Today, we’ll look at these topics. We’ll discuss what “stream” refers to and isolate what downstream and upstream means within API-centric development. We’ll look at what it means to have an API dependency, and how inheritance plays a significant long-term role in the success of a given API implementation.

Understanding the Stream

APIs are fundamentally interconnected systems — no matter how powerful an API may be, it depends on other systems to do the work it does. These APIs function as entity nodes in a greater network of functional nodes that exchange data and information. Entities receive data in the form of an input and then send data outwards in the form of output. The sum total of these data flow points is often referred to as a stream.

To understand how this works and why it’s important, it’s helpful to envision the process in the form of a river. Imagine a product manufacturer’s factory sits on a river. In order to produce their products, they require raw materials from point A at the start of the river. The materials flow down the river to the factory, point B, where a manufacturing process converts the raw materials into sellable widgets. Once the widgets are done, they are sent further down the river to a store, point C, where the end consumer buys the widget.

This results in a relationship that starts at A and concludes at C (A -> B -> C). APIs are much like this — in order to carry out a function for the end-user, we often require the raw data or materials to be sent from another location before we can interact with it. Once we interact with or transform the data, we pass it to a point further along the stream, typically an end-user or additional API requesting the data.

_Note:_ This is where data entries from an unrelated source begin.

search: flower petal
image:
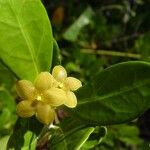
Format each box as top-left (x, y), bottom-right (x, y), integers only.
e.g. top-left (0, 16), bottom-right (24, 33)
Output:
top-left (16, 80), bottom-right (36, 100)
top-left (43, 88), bottom-right (67, 106)
top-left (35, 72), bottom-right (54, 92)
top-left (36, 102), bottom-right (55, 124)
top-left (65, 77), bottom-right (82, 91)
top-left (52, 66), bottom-right (67, 82)
top-left (64, 91), bottom-right (77, 108)
top-left (17, 100), bottom-right (35, 118)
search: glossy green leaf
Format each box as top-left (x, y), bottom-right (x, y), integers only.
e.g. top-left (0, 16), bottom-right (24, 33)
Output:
top-left (0, 0), bottom-right (53, 80)
top-left (0, 136), bottom-right (9, 150)
top-left (63, 7), bottom-right (94, 41)
top-left (7, 117), bottom-right (43, 150)
top-left (50, 127), bottom-right (94, 150)
top-left (0, 88), bottom-right (16, 130)
top-left (52, 39), bottom-right (61, 68)
top-left (0, 61), bottom-right (16, 90)
top-left (69, 61), bottom-right (150, 125)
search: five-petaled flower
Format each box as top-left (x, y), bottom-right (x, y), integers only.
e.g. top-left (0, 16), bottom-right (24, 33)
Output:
top-left (16, 66), bottom-right (82, 124)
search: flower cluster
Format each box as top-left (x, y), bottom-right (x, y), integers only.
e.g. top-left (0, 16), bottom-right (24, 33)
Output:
top-left (16, 66), bottom-right (82, 124)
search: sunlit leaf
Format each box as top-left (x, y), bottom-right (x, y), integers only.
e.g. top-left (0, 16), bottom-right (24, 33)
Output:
top-left (69, 61), bottom-right (150, 125)
top-left (0, 0), bottom-right (53, 80)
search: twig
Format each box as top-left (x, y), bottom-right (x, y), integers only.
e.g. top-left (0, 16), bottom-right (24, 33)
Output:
top-left (81, 49), bottom-right (141, 59)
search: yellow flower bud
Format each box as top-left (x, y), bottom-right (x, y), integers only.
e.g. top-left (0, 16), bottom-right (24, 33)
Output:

Upstream Versus Downstream

So if an API is like a manufacturer on a river, what does it mean to be upstream or downstream? Much like our manufacturing example, APIs require input and output from other systems. In the same way that a raw material provider is “upstream” or “up river” from a factory, a raw data provider is “upstream” from the API that processes it. Similarly, the API which takes the output of another component’s processing is considered “downstream” or “down river”.

Let’s look at a practical example. Let’s say we’ve created an API that helps users find discounts on train tickets and then serves this data through text message to a specified number. In order to serve this information, the API acts as a kind of middle processor — it needs to pull data from an external source and then push that data to the user in a specific format. In this particular case, we have a very similar technical specification to our manufacturing example mentioned above.

Our API is in the middle of this stream of information, with the user being at the ultimate downstream position, waiting for the data to be processed. When the API grabs pricing data, it reaches out to local provider APIs to pull the most current ticket prices. This is an upstream data source, as it feeds into the API for processing. Once the API processes this data, it then needs to send it to the end-user utilizing a text message provider service with its own API. In relation to our API, this API is considered downstream, as it serves as a transit channel for our data on the way to the ultimate end user.

What is notable in our case is that the reference to downstream and upstream is entirely dependent on where you are at in the flow. For example, to the ticket data API that provides the data being acted upon, our processing API and the final text-message provision resources, the SMS provision API, are both downstream. For that API, nothing is upstream. For the SMS provision API, however, the opposite is true. Everything before it, including our processing API and the ticket data API, is upstream, with the only downstream entity beyond itself being the end-user who views the data and the device they use to render the data.

Dependencies and Upstream/Downstream Considerations

Where this relationship becomes more complex is when you introduce dependencies. A dependency is exactly what it sounds like — something required by other entities in the system to function. These requirements could be any variety of APIs, systems, entities, or libraries, but the important consideration is whether or not it is required to input into the system or to output from the system.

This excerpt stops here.